Tech 11 min read

Human-LLM text segmentation on M1 Max: WCP works, raw log-likelihood doesn't

IkesanContents

A new paper came out that, given a piece of text where human-written and LLM-written sentences are mixed, tries to estimate sentence by sentence where the writer switched.
arXiv:2605.03723, “Segmenting Human-LLM Co-authored Text via Change Point Detection,” posted on May 5, 2026, licensed under CC BY 4.0.

As far as I could check, no official implementation by the authors is bundled on the arXiv page or in the TeX source.
Reproducing the same experiment as the paper requires AdaDetectGPT, FastDetectGPT, a Gemma 2 9B-class scoring model, the CoAuthor dataset, and pre-generated mixed documents.
But the core of the method — applying change point detection to a sequence of “LLM-likeness” scores — can be tried in fairly small Python.

Like the paper on warmth-tuned LLMs becoming more agreeable and the paper on fine-tuning increasing verbatim copying of books, this isn’t about a crude binary “did an LLM write this or not.”
The problem is that real-world text is already mixed. A human writes the body, an LLM adds captions for tables and figures, the human edits again.
Slapping an “AI-generated” label on the entire document at that point is too coarse to be useful.

Naive per-sentence scoring lets boundaries jump around

The paper’s idea is straightforward.
Split the text into a sequence of sentences X1, X2, ... XN, and attach an LLM detection score phi(Xi) to each.
If the score tends to be low for human sentences and high for LLM sentences, the score series looks like time series data.
Find where the mean shifts abruptly, and you’re close to where the author changed.

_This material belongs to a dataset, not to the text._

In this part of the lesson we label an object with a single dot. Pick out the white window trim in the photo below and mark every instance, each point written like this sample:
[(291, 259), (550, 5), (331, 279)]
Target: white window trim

There are weaknesses in classifying sentence by sentence directly.
First, the threshold is hard to fix.
A boundary like “score ≥ 0.6 means LLM” moves with dataset, model, style, and sentence length.

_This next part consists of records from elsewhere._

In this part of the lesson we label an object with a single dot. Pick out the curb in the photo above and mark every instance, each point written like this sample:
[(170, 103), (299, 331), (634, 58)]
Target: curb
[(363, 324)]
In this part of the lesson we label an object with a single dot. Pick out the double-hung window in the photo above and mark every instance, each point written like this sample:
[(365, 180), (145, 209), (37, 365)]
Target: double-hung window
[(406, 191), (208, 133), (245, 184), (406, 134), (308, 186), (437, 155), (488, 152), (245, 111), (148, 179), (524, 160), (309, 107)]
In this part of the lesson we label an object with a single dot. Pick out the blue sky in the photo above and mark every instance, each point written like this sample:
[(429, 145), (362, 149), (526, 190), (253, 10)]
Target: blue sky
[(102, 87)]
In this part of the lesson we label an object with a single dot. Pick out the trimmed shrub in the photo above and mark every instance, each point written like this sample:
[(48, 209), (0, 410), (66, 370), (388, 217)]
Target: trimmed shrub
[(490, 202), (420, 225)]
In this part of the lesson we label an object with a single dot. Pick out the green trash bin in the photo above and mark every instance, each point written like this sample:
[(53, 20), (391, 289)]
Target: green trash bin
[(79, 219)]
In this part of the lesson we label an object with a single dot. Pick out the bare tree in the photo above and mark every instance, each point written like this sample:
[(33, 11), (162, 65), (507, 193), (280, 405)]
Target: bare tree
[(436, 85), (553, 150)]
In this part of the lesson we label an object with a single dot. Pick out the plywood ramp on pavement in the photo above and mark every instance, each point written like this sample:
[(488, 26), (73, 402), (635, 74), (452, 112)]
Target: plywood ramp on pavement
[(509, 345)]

The other issue is short sentences.
Scores like FastDetectGPT compute statistics from next-token probabilities.
Short sentences have few observations, so they’re noisy.
Long sentences are relatively stable.
Treating every sentence with equal weight means a single short noisy sentence can spawn a boundary.

The paper brings change point detection — point estimation of where a series mean changes — into this picture.
Specifically, it adopts the Narrowest-Over-Thresholding (NOT) family to pick multiple boundaries from the sentence-level score series.
The proposed methods come in three flavors: VCP, WCP, and GCP.
VCP is plain CUSUM, WCP is CUSUM weighted by per-sentence reliability, and GCP applies the detector to entire concatenated regions instead of averaging sentence-level scores.

Weighted CUSUM doesn’t overtrust short sentences

The intuition behind WCP is clean.
If longer sentences give more stable detection scores, weight them higher.
The paper’s theoretical recipe uses the inverse of each score’s variance as the weight.
In practice, you can use estimated variance, or use a power of token count as a proxy.

I started with a synthetic test: no detector, just CUSUM with hand-made scores.
Make the first 5 sentences “human-like” (low) and the next 5 “LLM-like” (high), with sentence lengths as weights.

from math import sqrt

scores = [0.13, 0.18, 0.11, 0.16, 0.20, 0.72, 0.81, 0.77, 0.86, 0.79]
lengths = [18, 14, 22, 11, 19, 34, 42, 37, 45, 39]

def weighted_cusum(y, w, s, e, b):
    left_w = sum(w[s:b + 1])
    right_w = sum(w[b + 1:e + 1])
    total_w = left_w + right_w

    left_mean = sum(w[i] * y[i] for i in range(s, b + 1)) / left_w
    right_mean = sum(w[i] * y[i] for i in range(b + 1, e + 1)) / right_w

    return sqrt(left_w * right_w / total_w) * abs(left_mean - right_mean)

values = [
    (b + 1, weighted_cusum(scores, lengths, 0, len(scores) - 1, b))
    for b in range(len(scores) - 1)
]

print(values)
print(max(values, key=lambda item: item[1]))

The output:

[(1, 2.07), (2, 2.71), (3, 3.82), (4, 4.26), (5, 4.92), (6, 4.08), (7, 3.02), (8, 2.46), (9, 1.26)]
(5, 4.92)

The maximum is “after sentence 5.”
Exactly the synthetic boundary.
Of course, this isn’t testing an LLM detector’s quality.
What it tests is the part the paper centers on: turning a sentence-level score series into a boundary estimate.

For multiple boundaries, you don’t apply CUSUM once over the whole sequence.
You sample candidate intervals randomly, take the shortest one whose CUSUM exceeds the threshold, and recurse left and right.
That’s the NOT-style processing.
The paper uses M=200 and roughly sqrt(log(N)) for the threshold.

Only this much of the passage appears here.